I am not a sensitive person, so the fact that these comments got through to me proves just how repetitive and personal they are. I was very light skinned as a kid so I was called Snow White. At the time, all the princesses I knew had fair skin and I wanted to be a princess so I didn’t mind. When I started going to school and was subject to multiple outdoor recesses a day, my skin got darker and instantly I was treated differently. Aunties would say “it was a shame” I “lost” my complexion as if it was materially valuable. They made me feel irresponsible, like I betrayed myself. So instead of playing at recess, I sat under a lot of trees with other girls who got the same lecture.
Despite my insecurities, I disclose that among brown people, I am on the light skin side and held the associated privilege for most of my life. While I am aware of my privilege, I am not immune to the implications of shadeism. I saw a trend in the compliments I received and made the conscious decision to no longer regard them as compliments. Most compliments towards my skin tone are indirect insults to others. I cannot count the amount of times I’ve heard “You don’t look Bengali” (because Bengali people tend to be darker than other South Asian ethnicities) and seen how dumbfounded people got when I didn’t take it as a compliment. Did you expect me to be ashamed of my ethnicity? I’m not going to make myself feel better by making other people feel down, especially through arbitrary beauty standards that have made me feel insecure countless times.
As my observations and experiences accumulated, I realized I could no longer be a passive participant in this mentality. When I saw people doing everything they could to get “tan” for the summer, my first thought as a teenager was, “why would they want to get darker?
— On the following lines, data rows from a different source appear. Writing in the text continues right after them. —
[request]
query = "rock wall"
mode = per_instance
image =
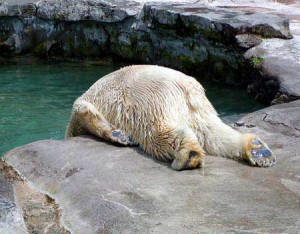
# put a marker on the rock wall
(202, 40)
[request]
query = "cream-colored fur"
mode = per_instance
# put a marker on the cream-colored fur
(163, 110)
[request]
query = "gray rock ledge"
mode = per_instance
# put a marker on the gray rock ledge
(102, 188)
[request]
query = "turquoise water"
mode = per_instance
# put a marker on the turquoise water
(36, 98)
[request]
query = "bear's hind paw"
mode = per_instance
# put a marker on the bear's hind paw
(260, 155)
(120, 137)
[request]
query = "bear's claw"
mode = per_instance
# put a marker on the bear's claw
(121, 138)
(261, 155)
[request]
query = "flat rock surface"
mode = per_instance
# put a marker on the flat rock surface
(105, 188)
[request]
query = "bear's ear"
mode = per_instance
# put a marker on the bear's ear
(193, 154)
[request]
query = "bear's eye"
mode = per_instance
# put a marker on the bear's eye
(192, 154)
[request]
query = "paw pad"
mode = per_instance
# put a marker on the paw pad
(261, 155)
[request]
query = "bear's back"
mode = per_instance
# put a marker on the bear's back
(144, 96)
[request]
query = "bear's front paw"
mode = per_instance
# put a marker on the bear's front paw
(121, 138)
(259, 154)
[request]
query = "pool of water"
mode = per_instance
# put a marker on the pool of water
(36, 98)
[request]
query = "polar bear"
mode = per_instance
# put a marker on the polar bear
(166, 113)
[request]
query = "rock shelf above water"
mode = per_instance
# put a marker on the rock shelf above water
(97, 187)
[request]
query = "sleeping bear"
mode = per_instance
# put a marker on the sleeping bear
(166, 113)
Do they not know how much we want to be like them?” I realized the pathetic self-hate in that line of questioning. I think many people of colour go through a journey eventually coming to the conclusion that beauty based on skin colour is complete bullshit.
I have to credit other women of colour in motivating my journey of self-acceptance; from Pax Jones’ Unfair & Lovely photo series to Lizzo’s My Skin, I was exposed to people who outspokenly disagreed with the values I grew up with and I began to see my skin in a new way.
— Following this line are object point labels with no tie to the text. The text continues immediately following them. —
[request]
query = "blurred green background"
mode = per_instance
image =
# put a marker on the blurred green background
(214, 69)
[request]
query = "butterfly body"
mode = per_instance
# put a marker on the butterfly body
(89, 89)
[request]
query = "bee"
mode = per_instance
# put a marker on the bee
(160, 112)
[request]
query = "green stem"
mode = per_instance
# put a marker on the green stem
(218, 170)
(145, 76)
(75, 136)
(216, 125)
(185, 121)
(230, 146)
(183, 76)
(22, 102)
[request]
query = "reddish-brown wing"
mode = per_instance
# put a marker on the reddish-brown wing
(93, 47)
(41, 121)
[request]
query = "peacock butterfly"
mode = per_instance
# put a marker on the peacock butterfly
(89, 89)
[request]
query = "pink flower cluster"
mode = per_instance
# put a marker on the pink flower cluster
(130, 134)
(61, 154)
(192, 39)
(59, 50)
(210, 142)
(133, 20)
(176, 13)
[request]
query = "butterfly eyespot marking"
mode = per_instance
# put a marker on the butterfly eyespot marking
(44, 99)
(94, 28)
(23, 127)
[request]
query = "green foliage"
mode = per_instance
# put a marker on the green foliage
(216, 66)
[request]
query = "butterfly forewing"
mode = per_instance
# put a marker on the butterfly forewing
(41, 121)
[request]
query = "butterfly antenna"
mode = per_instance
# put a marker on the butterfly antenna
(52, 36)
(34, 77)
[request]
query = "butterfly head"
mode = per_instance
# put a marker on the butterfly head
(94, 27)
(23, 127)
Ages ago, my ancestors adapted to hot climates so no wonder the melanin in my skin looks gold in the sun – with no sunburn acquired. While I was taught to always wear dark colours so my skin looks lighter, I learned the contrast of lighter shades against tan skin is just as striking and now my wardrobe is full of pastels. I don’t keep quiet when I hear “pretty for a dark girl” comments anymore. She’s pretty, not besides her skin colour but because of her skin colour.
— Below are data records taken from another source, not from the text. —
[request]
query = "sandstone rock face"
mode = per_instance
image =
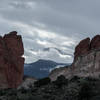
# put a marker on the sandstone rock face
(86, 60)
(11, 60)
(82, 48)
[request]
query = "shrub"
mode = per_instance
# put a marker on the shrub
(42, 82)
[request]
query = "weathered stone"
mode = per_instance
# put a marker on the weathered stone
(86, 60)
(82, 48)
(95, 42)
(11, 60)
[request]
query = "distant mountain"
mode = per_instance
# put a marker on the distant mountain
(58, 50)
(41, 68)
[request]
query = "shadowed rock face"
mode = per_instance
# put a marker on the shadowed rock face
(82, 48)
(11, 60)
(86, 60)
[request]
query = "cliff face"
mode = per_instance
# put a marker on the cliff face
(11, 60)
(86, 60)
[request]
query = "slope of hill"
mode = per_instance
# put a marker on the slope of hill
(41, 68)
I know I made the Aunties the villains of my story, but we have to remember they were once the victims. They grew up with these insecurities, except they didn’t have the positive counter images for support that I do. By speaking out, I believe their issues can be resolved and prevent this generational cycle from being passed on.
So, have I overcome shadeism? Not completely.
I, along with everyone else, am on a never-ending journey of balancing self-acceptance and self-improvement. I’m just learning which traits I should associate with the former and not the latter. We all want acceptance but I realized that some people’s well opinions are not worth having if the values behind those opinions do not align with yours, and particularly if they conflict with your well opinion of yourself.